Addressing some of the points raised in the response:
I did not question cultural values but rather reserved my observations for the actions of a government that has made every intent to bend the free individual to the will of the State and, ironically, by extension, subsume the cultural values of the individuals that comprise society, to the cultural values of the State. For example, the cultural values here in the Big Horn Basin espouse, among other things, religion, guns, hunting, fierce self-reliance, etc. The cultural values of Washington are 180 degrees out from those. Why should an individual living by the cultural values here accept an infringement of those values by way of legislation, taxation, fees, fines, and other mechanisms?
I did not equate the Constitution to Holy Scripture although many of the authors of the Constitution were guided and inspired by their Creator while laboring to cobble together a framework of laws to define and constrain the new Republic. That said, the Constitution is the legal supreme law of the land by which the federal government is to abide. Variance from the Constitution is quite frankly, breaking the law.
I did not state that the individual’s goals, desires, or freedoms are any more important than anyone else’s. I do believe, however, that as long as the individual’s pursuit of the same does not harm anyone else, then the individual should be free to pursue his own course without interference from a state that claims to know better than the individual how to guide that course or achieve the ends.
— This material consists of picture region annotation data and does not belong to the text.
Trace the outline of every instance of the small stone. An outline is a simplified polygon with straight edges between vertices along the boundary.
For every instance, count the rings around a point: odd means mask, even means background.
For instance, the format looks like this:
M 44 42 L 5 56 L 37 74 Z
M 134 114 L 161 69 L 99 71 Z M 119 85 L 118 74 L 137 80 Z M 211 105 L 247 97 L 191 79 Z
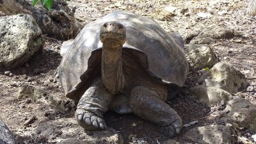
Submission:
M 25 67 L 29 67 L 29 65 L 28 63 L 25 63 Z
M 225 105 L 225 100 L 222 99 L 221 101 L 220 102 L 220 104 L 221 106 L 224 106 Z
M 248 92 L 252 92 L 254 91 L 253 87 L 252 87 L 252 86 L 249 86 L 248 87 L 247 87 L 246 91 Z
M 207 109 L 205 108 L 204 108 L 203 109 L 202 111 L 203 111 L 205 114 L 207 113 Z
M 231 124 L 227 123 L 227 124 L 226 124 L 226 127 L 232 127 L 232 124 Z
M 41 131 L 40 131 L 40 130 L 36 130 L 36 133 L 37 134 L 40 134 L 41 133 Z
M 10 74 L 11 74 L 11 72 L 10 71 L 6 71 L 4 72 L 4 75 L 9 76 Z
M 28 82 L 31 82 L 32 80 L 33 80 L 32 78 L 30 77 L 28 77 L 28 79 L 27 79 L 27 81 L 28 81 Z

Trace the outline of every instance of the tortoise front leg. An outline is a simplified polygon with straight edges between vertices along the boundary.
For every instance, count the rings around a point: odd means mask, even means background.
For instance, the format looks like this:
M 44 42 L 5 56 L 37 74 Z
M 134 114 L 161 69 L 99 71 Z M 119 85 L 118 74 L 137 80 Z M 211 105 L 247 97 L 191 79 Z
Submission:
M 80 126 L 88 131 L 106 129 L 103 114 L 108 110 L 113 97 L 105 88 L 101 78 L 96 79 L 77 106 L 75 116 Z
M 138 86 L 131 92 L 129 106 L 135 115 L 157 124 L 161 126 L 161 132 L 172 138 L 180 132 L 182 121 L 177 113 L 159 98 L 164 97 L 164 95 L 167 95 L 167 90 L 157 93 Z

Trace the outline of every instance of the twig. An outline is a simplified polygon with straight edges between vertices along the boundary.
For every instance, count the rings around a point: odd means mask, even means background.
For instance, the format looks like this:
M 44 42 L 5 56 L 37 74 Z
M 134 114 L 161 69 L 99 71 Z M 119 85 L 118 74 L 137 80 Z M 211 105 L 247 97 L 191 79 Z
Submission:
M 23 123 L 23 125 L 27 126 L 30 123 L 31 123 L 35 118 L 36 118 L 36 116 L 35 116 L 35 115 L 33 116 L 31 118 L 30 118 L 27 121 L 26 121 L 24 123 Z
M 55 39 L 55 38 L 54 38 L 49 37 L 49 36 L 46 36 L 46 35 L 43 35 L 43 37 L 44 37 L 45 38 L 50 39 L 50 40 L 53 40 L 53 41 L 57 41 L 57 42 L 58 42 L 59 44 L 61 44 L 61 43 L 60 42 L 60 40 L 57 40 L 57 39 Z
M 255 79 L 256 77 L 246 77 L 245 78 L 247 79 L 252 80 L 252 79 Z

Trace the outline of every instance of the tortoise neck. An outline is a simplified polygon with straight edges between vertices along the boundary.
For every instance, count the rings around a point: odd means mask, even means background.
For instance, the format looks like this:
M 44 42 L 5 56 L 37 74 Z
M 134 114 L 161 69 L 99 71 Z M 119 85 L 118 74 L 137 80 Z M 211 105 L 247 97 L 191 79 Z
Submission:
M 120 92 L 125 85 L 122 61 L 123 45 L 109 45 L 103 44 L 101 74 L 106 88 L 111 93 L 116 94 Z

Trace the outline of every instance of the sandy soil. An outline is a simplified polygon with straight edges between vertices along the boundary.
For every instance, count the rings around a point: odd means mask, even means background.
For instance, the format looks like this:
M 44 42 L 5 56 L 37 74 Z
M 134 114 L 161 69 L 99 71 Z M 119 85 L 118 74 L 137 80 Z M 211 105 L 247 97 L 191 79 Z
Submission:
M 234 95 L 256 104 L 256 18 L 246 15 L 247 1 L 74 0 L 68 3 L 70 6 L 77 7 L 76 17 L 84 24 L 113 10 L 124 10 L 152 17 L 166 31 L 178 31 L 184 37 L 191 31 L 205 28 L 211 29 L 214 25 L 222 24 L 234 29 L 241 34 L 240 36 L 220 40 L 211 47 L 220 61 L 232 63 L 245 74 L 253 88 L 252 91 L 248 90 L 250 92 L 244 90 Z M 198 13 L 209 16 L 201 17 Z M 44 124 L 44 127 L 50 127 L 74 120 L 76 104 L 65 97 L 59 80 L 54 79 L 54 71 L 61 60 L 60 51 L 62 42 L 45 38 L 44 49 L 26 65 L 12 70 L 13 76 L 6 76 L 4 72 L 0 72 L 0 119 L 6 124 L 19 143 L 58 143 L 56 135 L 51 138 L 39 136 L 40 132 L 36 131 L 40 128 L 39 125 Z M 195 120 L 199 122 L 195 125 L 184 128 L 181 134 L 174 138 L 183 143 L 189 143 L 182 139 L 182 134 L 188 129 L 218 122 L 209 116 L 209 106 L 202 104 L 188 93 L 189 87 L 196 84 L 204 72 L 191 72 L 186 86 L 177 97 L 168 102 L 183 118 L 184 124 Z M 63 106 L 56 106 L 31 98 L 17 99 L 19 87 L 26 84 L 44 88 L 62 99 L 65 102 Z M 36 119 L 24 126 L 22 124 L 33 116 L 36 116 Z M 59 120 L 60 124 L 56 124 L 56 120 Z M 109 127 L 124 136 L 125 143 L 162 143 L 168 139 L 158 132 L 157 125 L 132 114 L 122 115 L 109 112 L 105 115 L 105 120 Z M 241 132 L 245 136 L 248 133 L 244 129 Z M 132 137 L 137 138 L 137 142 L 132 141 Z M 55 141 L 49 141 L 50 139 Z

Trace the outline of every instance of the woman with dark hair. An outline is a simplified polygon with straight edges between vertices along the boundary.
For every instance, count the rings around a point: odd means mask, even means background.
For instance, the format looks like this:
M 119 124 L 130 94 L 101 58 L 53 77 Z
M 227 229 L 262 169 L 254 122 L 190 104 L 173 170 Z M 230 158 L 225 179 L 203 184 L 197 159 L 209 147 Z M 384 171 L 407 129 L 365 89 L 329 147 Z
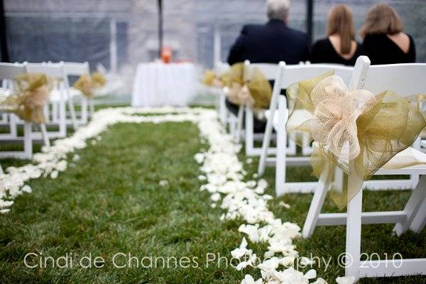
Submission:
M 327 26 L 327 38 L 314 44 L 310 62 L 354 65 L 361 55 L 361 45 L 355 41 L 351 9 L 343 4 L 334 6 L 329 11 Z
M 373 6 L 360 31 L 364 38 L 363 54 L 370 58 L 371 64 L 415 62 L 414 40 L 403 29 L 393 8 L 388 4 Z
I agree that we should be open to listening to other points of view. And, I agree that we should be able to disagree. But, I will not compromise my beliefs, as that would be akin to having no principles. How this equates to a “tyranny of the spirit” is beyond me...so I guess we will disagree on that conclusion.
Back to the points made in my original column, I look forward to a reasoned discourse that might sway or solidify my premise that we are not, by any definition, the free people that is our birthright.